Other novel uses for MRI-based LA scar assessment have been proposed, including augmenting stroke risk profile scoring systems (CHADS and CHADS-VASC) with LA scar burden,⁵⁵ assessment of LA transport function post-ablation,⁵⁶ and evaluation of collateral damage to structures abutting the LA in PVI patients.⁵⁷

There are a number of limitations to DE-MRIbased analysis of LA scar that must be acknowledged. First, there are only two centers that have published extensively on the use of DEMRI to assess LA scar burden.The degree to which meaningful analysis is dependent on indigenous knowledge and image processing techniques remains to be seen. Even at the most experienced centers, it is routine (in published series) for a large percentage of scans to be tossed out because of inadequate imaging quality. This is sobering. Other groups,⁵⁸including our own at Johns Hopkins,⁵⁹ have begun using MRI to assess fibrosis in LA tissue. The results, for our group and others, has been less promising to date than the results from the Utah and Boston groups. This, too, is sobering, and may reflect the highly specialized nature of image acquisition and post-image data processing that is required to generate images of LA scar. However, MRI clearly has become a powerful and alluring technique to provide non-invasive, pre-procedure assessment of LA fibrosis in patients considering catheter ablation.

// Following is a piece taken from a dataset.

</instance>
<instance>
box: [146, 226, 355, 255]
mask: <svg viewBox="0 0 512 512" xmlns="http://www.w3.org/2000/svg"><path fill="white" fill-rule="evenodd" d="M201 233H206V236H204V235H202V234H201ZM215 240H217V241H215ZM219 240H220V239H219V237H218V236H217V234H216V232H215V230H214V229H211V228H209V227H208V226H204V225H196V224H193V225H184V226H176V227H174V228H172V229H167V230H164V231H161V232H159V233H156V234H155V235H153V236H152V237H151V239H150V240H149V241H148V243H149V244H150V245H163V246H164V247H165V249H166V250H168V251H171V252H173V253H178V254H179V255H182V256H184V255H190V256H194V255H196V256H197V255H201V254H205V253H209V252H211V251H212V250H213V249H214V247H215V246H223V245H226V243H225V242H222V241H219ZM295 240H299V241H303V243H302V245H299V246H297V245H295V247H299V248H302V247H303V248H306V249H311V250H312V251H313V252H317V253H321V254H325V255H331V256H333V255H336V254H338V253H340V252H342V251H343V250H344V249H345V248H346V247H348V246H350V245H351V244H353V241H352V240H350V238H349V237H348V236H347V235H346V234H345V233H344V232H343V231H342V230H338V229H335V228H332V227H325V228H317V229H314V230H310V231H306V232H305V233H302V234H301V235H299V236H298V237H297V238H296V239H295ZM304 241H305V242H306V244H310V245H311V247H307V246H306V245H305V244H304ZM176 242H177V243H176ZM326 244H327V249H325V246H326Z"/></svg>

From the initial work of Moe to the confirmatory studies of Allessie, from the observation of PV triggers by Haisseguerre to the more recent descriptions of focal rotors, our collective understanding of the mechanisms underlying AF has progressed remarkably over the last several decades. One aspect of the pathophysiology underlying AF that almost certainly comprises a critical part of the substrate is LA scarring and fibrosis. Basic principles of electrophysiology predict that scar, with conduction block and slowing, is required for arrhythmia initiation and maintenance. And indeed, a wide array of studies including experimental animal models, human ex vivo studies, human catheter-based scar mapping, and novel non-invasive assessment of LA scar by DEMRI, all seem to validate those basic electrophysiological principles. How we use that information to guide clinical choices, how we differentiate “good” scar post-ablation from pathological scar contributing to arrhythmogenesis, and how we can target fibrotic processes before the onset of clinical AF … these and other questions remain, for now, unanswered.

No disclosures relevant to this article were made by the author.